Eero Nelimarkka

Eero Aleksander Nelimarkka was born in Vaasa on October 10, 1891, but his parents were from Alajärvi. At the age of 12, Eero completed primary school, and was trained as a confectioner trough an apprenticeship. He received a scholarship by Vaasa Union of Craftsmen to study further in Stockholm and Lübeck. At the same time, he also got to follow the work of artists like Carl Larsson.

His interest in art started slowly to grow. Artist Akseli Gallen-Kallela advised Nelimarkka to travel straight to Paris to study at the free art academies, which he did in 1912. Nelimarkka was a true cosmopolitan and he travelled a lot throughout the years. The trips lasted for months and were directed for example to Sweden, England, Italy, Israel and the United States. He also studied at Art Faculty of Helsinki University as a student of artist Eero Järnefelt. Nelimarkka held his first exhibition in Vaasa in 1913 and earned his living in the late 1910s mainly as a portrait painter.

In his art, Nelimarkka emphasized the importance of the characteristics of the people. He wanted to transform what he had learned in Paris into a way the people would understand. Nelimarkka succeeded in his goals by painting the Southern Ostrobothnian landscape in a new way. He became an interpreter of expanse and the Southern Ostrobothnian landscape gained the value of a national landscape.

The painter was interested in the Southern Ostrobothnian landscape already at a young age and in the spring 1915 he was invited to come and paint the Lapuanjoki River in Alahärmä. On the same trip, he met his future wife, Saima Alaviitala. The couple married on New Year’s Eve in 1918 and had four children: Eero Jaakko, Helena, Antti and Tuomas. The family’s first home was in Helsinki.

Although Nelimarkka received the State Art Prize in 1927 for his painting Three Men, he experienced a professional crisis at the turn of the 1920s and 1930s and wanted to change his profession. He began planning to establish his own art school and obtained the qualification of a drawing teacher in 1931. The artist built his own villa in the birthplace of his parents in the village of Pekkola in Alajärvi. The landscapes of Alajärvi ignited the enthusiasm for painting again and Nelimarkka said: “Now that Ostrobothnia is under my feet, the landscapes are starting to succeed.” This was true and Nelimarkka’s style underwent a change, the so-called Landscape of Nelimarkka was born.

The artist was deeply concerned about the state of art in Ostrobothnia and began to establish his own union for Ostrobothnian artists. The Ostrobothnian Artists’ Association was founded in 1943 and its goal was to make art known in Ostrobothnia and elsewhere.

After the wars, the paintings began to sell and the artist found himself a relatively wealthy man.
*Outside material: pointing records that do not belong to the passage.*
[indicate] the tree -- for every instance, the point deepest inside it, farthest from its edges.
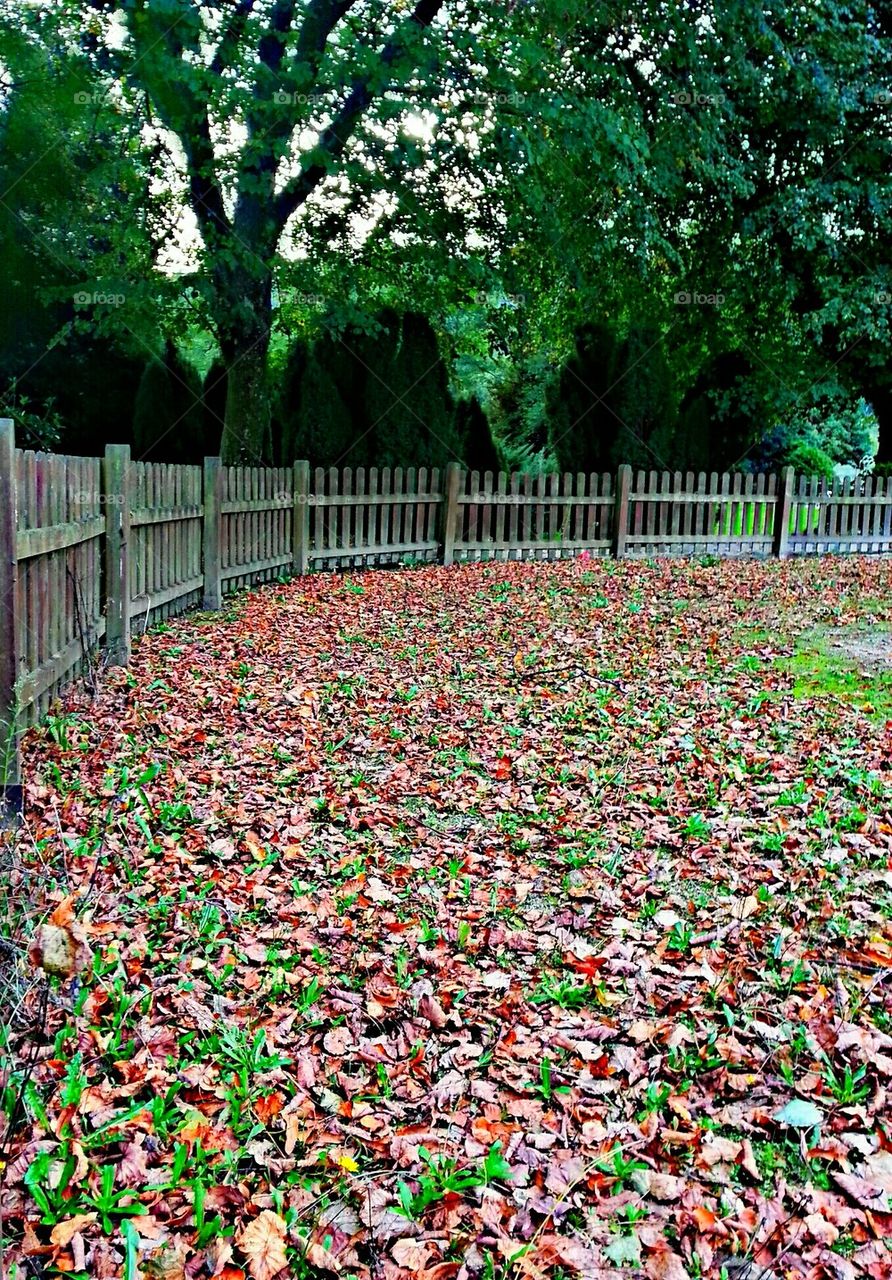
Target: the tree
(169, 415)
(279, 68)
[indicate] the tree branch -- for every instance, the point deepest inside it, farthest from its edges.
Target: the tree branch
(338, 133)
(181, 106)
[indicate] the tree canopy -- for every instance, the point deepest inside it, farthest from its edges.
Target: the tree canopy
(708, 188)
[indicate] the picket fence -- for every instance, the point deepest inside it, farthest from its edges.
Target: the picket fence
(94, 549)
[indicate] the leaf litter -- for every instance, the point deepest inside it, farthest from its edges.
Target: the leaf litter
(508, 920)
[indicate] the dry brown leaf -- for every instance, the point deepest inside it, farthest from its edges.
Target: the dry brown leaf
(63, 1232)
(262, 1243)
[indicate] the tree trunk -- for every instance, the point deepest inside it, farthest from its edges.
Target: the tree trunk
(246, 316)
(246, 424)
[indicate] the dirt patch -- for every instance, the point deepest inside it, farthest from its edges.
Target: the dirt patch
(872, 650)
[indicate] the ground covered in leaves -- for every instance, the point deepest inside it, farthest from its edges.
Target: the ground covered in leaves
(511, 920)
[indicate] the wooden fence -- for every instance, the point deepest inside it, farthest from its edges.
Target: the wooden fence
(94, 549)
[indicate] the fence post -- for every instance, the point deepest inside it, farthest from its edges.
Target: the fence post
(210, 535)
(621, 511)
(451, 511)
(301, 519)
(10, 754)
(782, 513)
(117, 497)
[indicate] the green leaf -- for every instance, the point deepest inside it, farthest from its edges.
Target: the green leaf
(625, 1248)
(800, 1114)
(495, 1166)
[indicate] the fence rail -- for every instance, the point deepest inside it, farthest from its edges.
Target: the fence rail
(92, 549)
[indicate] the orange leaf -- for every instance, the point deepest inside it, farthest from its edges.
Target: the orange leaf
(704, 1217)
(262, 1242)
(269, 1105)
(63, 1233)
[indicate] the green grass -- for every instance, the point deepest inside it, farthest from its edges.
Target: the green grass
(820, 671)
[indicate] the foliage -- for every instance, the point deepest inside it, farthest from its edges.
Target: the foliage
(380, 926)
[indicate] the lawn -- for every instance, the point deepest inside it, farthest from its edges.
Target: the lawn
(508, 920)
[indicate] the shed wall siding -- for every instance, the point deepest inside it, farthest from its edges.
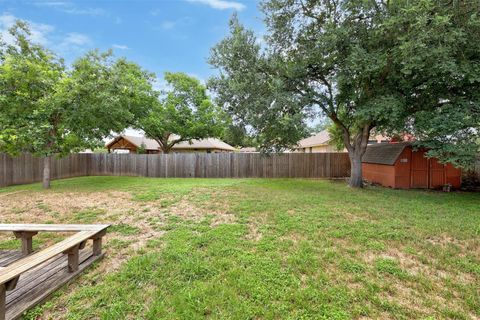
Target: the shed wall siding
(402, 169)
(379, 173)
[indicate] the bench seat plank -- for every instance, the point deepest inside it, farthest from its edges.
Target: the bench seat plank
(20, 266)
(52, 227)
He had the opportunity to develop his dream of an art school by founding his own foundation, The Nelimarkka Foundation in 1945. Its art collections served as a starting point for the Nelimarkka Museum, which was later built near the villa. However, the idea of an art school remained at the level of art courses.

After the Nelimarkka Museum was built in 1964, the artist spent most of his time in Alajärvi. He kept his museum open, painted villagers in their own chores and landscapes in different seasons. Long trips abroad came to an end and Nelimarkka was awarded the title of professor in 1966. The artist-professor spent the last summer of his life in Alajärvi. Eero Nelimarkka passed away in his home in Helsinki, Töölö in November 1977 and was buried in Hietaniemi Cemetery.